Alma est une juge que tu révèles avec toutes ses fragilités. As-tu rencontré des juges de l’antiterrorisme pour écrire ce roman ?


Oui, plusieurs juges du pôle d’instruction antiterroriste ont accepté de me parler de leur métier, dans le respect de leur déontologie.


L’amour arrive comme une sorte d’antidote pour Emmanuel et Alma. Quelle place a l’amour dans ce monde de plus en plus violent ?

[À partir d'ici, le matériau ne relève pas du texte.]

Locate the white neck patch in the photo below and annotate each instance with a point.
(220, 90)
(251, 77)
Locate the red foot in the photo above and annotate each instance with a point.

La décision est un roman qui aborde la question de la pulsion de mort et de la pulsion de vie. Face à des gens qui choisissent de donner la mort puis de mourir eux-mêmes, Alma oppose la force de vie. Or, l’amour est peut-être le dernier espace de vitalité sur lequel il est difficile d’exercer le moindre contrôle. Dans une société obsédée par sa sécurité, j’aime l’idée que les êtres qui la composent ne soient pas capables de maîtriser l’impétuosité de leurs désirs.


Quelle est ton analyse concernant ces jeunes issus de l’immigration qui ont la haine de la France ?


Alma explique que c’est le manque d’espoir qui alimente la haine. Mais on la voit douter, chercher des clés de compréhension et parvenir à la conclusion que l’on ne peut jamais savoir qui l’on a en face de soi. Ce roman est aussi une façon de rappeler à quel point l’être humain est complexe. On aura beau tenter de comprendre, se forger des grilles de lecture sociologiques ; parfois, on ne comprend rien.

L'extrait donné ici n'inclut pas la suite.